В этот уголок безлюдной лесотундры я попал во второй раз. Когда-то, года три назад я собирал тут грибы, клюкву и бруснику. Непонятным тогда мне показалось «устройство» северной природы. Бревенчатая избушка стояла на крутом берегу речушки Белый-Ю, впадающей Печору. За красивым сухим сосновым лесом, примерно в километре, простиралось до самого горизонта бесконечное болото с многочисленными озёрами. На берегу одного из них, огромного озера Босманвад (Вад – озеро, по коми), мы собирали клюкву. Бруснику и грибы брали на краю чистого соснового бора с мелким березняком. Закон сохранения уровня жидкости в этих местах нарушался полностью, так как сама речка и маленькие озёрца по её берегам были метров на десять ниже уровня огромной массы воды на большом болоте. Только потом, прожив на Севере годы, я перестал удивляться нарушениям законов физики. Болота на высоком правом берегу реки Печоры были скорее закономерностью, чем исключением из правил.

На этот раз мы приплыли с другом сюда на «Казанке» по большой воде в середине мая из Усть-Лыжи – села, что на левом берегу большой северной реки, чтобы отдохнуть в последние два дня весенней охоты. Поднявшись на высокий берег, видим изменения: изба покосилась, нет стёкол в окне, а полуоткрытая дверь висит на одной петле. Северные медведи, и это я замечал не один раз, любят по весне обходить знакомые времянки людей, где всегда можно поживиться оставленными продуктами. Войдя в избу, видим, что не косолапый здесь похозяйничал: нет железной печи, трубы, стола и части настила пола. Побывал тут человек, и ему нужны были строительные материалы. Оставив рюкзаки, идём на знакомую лужайку в боре, где тогда, осенью, видели щимихи – капканы из брёвен, которыми местные аборигены ловят на Севере глухарей в местах токования. Капканы сработали, и под двумя брёвнами видим перья и косточки реликтовых птиц. Не успел охотник добрать добычу, а куница и лемминги, тундровые мышки, сделали это за него.

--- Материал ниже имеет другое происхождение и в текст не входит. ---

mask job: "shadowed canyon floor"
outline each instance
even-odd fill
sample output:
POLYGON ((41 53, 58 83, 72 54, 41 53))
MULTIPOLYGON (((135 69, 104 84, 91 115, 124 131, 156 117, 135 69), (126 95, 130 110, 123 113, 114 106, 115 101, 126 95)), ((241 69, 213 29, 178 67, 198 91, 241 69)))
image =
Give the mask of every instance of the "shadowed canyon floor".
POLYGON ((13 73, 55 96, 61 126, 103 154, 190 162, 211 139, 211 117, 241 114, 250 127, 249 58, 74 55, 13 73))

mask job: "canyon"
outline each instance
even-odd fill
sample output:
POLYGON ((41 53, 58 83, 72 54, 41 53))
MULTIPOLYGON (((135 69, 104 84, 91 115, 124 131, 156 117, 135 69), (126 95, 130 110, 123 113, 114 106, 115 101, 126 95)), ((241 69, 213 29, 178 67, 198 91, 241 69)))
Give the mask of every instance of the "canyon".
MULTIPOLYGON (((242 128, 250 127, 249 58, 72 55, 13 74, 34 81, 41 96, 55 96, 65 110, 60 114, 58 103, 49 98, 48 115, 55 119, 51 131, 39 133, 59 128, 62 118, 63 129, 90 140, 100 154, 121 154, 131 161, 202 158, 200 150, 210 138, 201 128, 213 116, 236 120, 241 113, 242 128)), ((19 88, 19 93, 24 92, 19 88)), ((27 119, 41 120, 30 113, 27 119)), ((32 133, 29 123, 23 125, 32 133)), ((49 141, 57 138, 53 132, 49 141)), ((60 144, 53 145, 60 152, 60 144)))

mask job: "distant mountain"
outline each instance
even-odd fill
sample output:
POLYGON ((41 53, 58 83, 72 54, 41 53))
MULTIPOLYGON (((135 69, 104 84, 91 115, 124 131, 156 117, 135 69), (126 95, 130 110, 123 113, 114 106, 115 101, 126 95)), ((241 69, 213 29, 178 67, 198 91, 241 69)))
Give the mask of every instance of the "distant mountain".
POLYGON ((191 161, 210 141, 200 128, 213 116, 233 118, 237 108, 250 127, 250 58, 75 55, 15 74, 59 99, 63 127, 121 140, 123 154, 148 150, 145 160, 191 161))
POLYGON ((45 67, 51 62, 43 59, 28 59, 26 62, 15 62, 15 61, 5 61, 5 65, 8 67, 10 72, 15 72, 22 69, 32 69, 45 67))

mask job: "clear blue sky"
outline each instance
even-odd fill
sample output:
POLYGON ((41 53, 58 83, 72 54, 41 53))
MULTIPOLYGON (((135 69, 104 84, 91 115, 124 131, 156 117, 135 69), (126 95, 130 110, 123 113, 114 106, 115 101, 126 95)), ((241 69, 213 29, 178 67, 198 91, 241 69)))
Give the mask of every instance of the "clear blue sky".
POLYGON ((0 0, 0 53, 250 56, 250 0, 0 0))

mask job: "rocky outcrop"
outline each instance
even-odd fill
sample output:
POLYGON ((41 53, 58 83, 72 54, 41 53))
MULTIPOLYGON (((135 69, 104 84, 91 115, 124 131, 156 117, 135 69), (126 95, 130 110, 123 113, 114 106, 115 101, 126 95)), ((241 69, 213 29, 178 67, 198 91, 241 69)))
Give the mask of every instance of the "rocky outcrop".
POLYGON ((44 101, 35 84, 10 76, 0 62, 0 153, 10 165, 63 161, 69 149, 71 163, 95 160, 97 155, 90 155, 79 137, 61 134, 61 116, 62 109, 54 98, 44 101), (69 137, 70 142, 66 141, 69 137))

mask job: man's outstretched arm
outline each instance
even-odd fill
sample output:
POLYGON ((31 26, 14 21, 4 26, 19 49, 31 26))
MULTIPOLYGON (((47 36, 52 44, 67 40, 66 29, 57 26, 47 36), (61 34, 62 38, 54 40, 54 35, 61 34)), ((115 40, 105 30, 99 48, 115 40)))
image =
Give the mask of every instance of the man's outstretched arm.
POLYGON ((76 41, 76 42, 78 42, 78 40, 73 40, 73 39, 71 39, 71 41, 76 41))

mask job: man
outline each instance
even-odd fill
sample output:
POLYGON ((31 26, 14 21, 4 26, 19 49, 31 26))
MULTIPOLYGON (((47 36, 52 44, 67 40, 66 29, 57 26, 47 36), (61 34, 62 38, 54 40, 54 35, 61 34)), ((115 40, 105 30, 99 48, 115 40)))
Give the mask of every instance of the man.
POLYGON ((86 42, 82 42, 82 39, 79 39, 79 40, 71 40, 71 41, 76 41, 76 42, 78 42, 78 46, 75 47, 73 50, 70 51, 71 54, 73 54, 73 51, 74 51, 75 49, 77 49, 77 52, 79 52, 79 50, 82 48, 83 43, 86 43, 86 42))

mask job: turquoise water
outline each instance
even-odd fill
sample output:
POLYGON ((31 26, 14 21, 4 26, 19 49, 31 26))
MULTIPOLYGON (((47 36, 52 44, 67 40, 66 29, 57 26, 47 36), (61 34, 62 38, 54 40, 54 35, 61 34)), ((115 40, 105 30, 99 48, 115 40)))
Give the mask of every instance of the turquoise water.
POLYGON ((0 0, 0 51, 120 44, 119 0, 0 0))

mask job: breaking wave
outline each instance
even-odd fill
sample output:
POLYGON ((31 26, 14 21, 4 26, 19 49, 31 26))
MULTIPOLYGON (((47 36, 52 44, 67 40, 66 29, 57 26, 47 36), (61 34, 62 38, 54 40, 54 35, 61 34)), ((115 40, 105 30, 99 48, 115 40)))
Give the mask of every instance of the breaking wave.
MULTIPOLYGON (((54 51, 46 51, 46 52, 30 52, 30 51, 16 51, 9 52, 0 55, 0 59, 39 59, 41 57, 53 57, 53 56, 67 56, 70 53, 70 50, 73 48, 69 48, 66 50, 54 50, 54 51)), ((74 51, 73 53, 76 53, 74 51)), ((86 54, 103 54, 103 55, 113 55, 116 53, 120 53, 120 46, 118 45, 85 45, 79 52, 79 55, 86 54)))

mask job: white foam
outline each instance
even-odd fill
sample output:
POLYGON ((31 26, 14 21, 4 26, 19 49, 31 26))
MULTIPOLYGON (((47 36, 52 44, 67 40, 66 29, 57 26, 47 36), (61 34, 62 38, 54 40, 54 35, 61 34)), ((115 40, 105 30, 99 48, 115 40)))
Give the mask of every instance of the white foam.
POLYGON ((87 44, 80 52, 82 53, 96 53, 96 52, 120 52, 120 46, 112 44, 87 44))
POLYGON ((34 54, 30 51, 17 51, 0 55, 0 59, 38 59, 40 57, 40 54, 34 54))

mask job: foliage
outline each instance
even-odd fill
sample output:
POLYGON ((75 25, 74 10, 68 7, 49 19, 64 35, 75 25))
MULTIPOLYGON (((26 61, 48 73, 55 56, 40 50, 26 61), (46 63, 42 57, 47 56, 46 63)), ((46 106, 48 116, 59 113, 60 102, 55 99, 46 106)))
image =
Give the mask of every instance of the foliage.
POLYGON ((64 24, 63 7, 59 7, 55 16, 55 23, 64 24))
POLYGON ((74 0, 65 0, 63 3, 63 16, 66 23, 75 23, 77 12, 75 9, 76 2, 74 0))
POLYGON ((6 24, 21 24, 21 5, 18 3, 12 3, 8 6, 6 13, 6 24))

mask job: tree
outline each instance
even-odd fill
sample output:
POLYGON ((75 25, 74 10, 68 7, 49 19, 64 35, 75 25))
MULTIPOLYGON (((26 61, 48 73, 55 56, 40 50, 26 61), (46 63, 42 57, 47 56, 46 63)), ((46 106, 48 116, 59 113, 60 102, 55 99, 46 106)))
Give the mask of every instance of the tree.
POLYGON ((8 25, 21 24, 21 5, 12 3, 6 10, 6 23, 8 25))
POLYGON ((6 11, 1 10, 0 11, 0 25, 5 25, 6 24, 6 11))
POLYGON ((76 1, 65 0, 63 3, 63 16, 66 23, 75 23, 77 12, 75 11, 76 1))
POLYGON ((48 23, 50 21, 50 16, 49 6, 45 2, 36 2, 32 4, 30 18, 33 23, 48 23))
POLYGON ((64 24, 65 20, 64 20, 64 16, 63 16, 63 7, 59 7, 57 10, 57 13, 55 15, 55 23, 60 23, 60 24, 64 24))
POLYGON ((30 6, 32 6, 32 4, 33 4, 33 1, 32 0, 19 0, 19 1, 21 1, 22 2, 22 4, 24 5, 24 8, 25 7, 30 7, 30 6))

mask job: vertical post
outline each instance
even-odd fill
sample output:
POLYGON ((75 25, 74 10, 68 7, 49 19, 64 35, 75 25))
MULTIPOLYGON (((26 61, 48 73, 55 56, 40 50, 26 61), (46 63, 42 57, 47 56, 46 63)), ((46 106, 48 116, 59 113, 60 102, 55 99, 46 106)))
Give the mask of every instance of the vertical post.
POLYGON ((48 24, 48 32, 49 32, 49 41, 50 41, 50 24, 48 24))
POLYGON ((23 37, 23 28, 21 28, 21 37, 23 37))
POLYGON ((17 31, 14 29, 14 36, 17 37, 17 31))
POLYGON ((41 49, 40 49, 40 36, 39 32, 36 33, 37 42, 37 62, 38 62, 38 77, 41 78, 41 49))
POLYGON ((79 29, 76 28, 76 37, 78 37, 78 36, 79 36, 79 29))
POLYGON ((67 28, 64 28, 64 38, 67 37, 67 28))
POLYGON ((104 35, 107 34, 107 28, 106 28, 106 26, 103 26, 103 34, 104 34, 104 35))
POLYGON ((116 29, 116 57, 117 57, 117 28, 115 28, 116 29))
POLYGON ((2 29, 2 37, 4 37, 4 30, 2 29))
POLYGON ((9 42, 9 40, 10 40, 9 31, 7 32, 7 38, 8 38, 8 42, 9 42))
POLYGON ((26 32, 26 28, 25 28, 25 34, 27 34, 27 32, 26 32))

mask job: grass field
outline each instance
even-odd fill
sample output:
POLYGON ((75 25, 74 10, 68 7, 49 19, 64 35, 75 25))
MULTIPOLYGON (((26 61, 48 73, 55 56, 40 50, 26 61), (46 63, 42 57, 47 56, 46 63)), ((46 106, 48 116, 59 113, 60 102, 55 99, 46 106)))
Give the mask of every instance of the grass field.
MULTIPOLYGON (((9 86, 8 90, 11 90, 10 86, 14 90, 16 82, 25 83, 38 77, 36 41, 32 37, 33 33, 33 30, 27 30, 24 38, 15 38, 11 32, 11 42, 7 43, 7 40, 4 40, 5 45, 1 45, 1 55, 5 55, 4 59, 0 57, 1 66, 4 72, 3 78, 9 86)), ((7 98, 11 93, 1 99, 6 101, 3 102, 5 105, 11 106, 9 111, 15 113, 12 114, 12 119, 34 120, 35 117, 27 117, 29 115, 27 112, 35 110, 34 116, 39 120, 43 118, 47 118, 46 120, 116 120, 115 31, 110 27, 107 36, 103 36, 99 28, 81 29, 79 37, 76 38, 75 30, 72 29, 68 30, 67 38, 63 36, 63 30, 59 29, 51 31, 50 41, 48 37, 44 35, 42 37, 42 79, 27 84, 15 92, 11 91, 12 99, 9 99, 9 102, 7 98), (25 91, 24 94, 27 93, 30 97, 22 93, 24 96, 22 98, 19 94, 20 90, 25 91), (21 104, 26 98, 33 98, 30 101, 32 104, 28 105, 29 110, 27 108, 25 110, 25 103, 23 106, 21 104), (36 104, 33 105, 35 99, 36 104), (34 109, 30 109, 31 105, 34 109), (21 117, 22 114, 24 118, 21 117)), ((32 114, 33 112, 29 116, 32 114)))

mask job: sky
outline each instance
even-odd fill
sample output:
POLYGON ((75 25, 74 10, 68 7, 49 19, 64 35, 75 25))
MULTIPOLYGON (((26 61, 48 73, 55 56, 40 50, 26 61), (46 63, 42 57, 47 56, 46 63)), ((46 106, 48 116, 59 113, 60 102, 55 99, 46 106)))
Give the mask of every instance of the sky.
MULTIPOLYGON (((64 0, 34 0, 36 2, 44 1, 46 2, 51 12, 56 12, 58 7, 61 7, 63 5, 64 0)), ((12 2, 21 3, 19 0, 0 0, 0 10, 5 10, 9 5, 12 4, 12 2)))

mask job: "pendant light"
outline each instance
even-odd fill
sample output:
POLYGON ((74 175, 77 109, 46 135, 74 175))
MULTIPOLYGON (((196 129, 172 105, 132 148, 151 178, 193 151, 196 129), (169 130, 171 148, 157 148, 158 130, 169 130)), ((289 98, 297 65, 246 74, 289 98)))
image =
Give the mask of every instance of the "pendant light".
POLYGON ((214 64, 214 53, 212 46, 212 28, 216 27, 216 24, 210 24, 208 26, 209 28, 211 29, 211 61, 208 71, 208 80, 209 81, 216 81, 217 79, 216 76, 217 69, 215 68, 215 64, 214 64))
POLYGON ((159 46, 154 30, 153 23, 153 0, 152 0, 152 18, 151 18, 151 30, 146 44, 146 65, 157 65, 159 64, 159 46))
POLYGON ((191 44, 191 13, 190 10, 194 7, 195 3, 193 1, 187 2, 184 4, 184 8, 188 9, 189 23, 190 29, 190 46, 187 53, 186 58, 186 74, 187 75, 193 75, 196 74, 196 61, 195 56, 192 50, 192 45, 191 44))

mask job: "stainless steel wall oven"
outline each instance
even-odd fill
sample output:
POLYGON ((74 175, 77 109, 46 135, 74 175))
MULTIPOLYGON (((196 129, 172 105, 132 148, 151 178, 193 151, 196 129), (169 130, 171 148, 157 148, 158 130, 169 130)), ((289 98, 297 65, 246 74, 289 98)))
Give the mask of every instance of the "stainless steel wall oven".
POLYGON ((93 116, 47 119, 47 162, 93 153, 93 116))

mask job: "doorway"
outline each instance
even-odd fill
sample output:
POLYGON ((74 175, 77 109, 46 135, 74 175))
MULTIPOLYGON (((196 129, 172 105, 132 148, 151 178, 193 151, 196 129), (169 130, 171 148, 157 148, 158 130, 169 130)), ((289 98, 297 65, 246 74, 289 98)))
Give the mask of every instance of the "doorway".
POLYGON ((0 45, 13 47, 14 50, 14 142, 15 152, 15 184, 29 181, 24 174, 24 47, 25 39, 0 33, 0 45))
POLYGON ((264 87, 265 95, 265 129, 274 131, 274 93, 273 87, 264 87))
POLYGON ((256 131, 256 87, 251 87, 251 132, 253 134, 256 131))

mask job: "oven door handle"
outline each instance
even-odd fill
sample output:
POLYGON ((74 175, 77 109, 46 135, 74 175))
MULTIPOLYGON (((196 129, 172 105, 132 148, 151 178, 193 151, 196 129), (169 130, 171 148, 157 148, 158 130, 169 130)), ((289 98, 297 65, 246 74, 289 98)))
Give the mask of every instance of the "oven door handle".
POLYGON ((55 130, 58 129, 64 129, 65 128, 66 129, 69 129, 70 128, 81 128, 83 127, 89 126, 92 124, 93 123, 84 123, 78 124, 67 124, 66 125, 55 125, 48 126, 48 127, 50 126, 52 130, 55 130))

По малозаметной просеке идём к болоту. Осевший весенний снег хлюпает под ногами, но почва под ним проморожена, и идти легко. «Лось прошёл?» - вижу впереди пересекающие просеку следы. Подойдя ближе, четко видим свежий след медведя. Он спокойно брёл по своим делам, и след был ровный, без отклонений. «Этот, поди, набедокурил той осенью в избе», - рассуждаем с другом. Медведь ушёл вправо по сосновому редколесью. Ружья перезаряжаем патронами с крупной картечью – на всякий случай. Пройдя метров двести, видим обратный след зверя. В какую сторону ушёл «хозяин», теперь остаётся только гадать…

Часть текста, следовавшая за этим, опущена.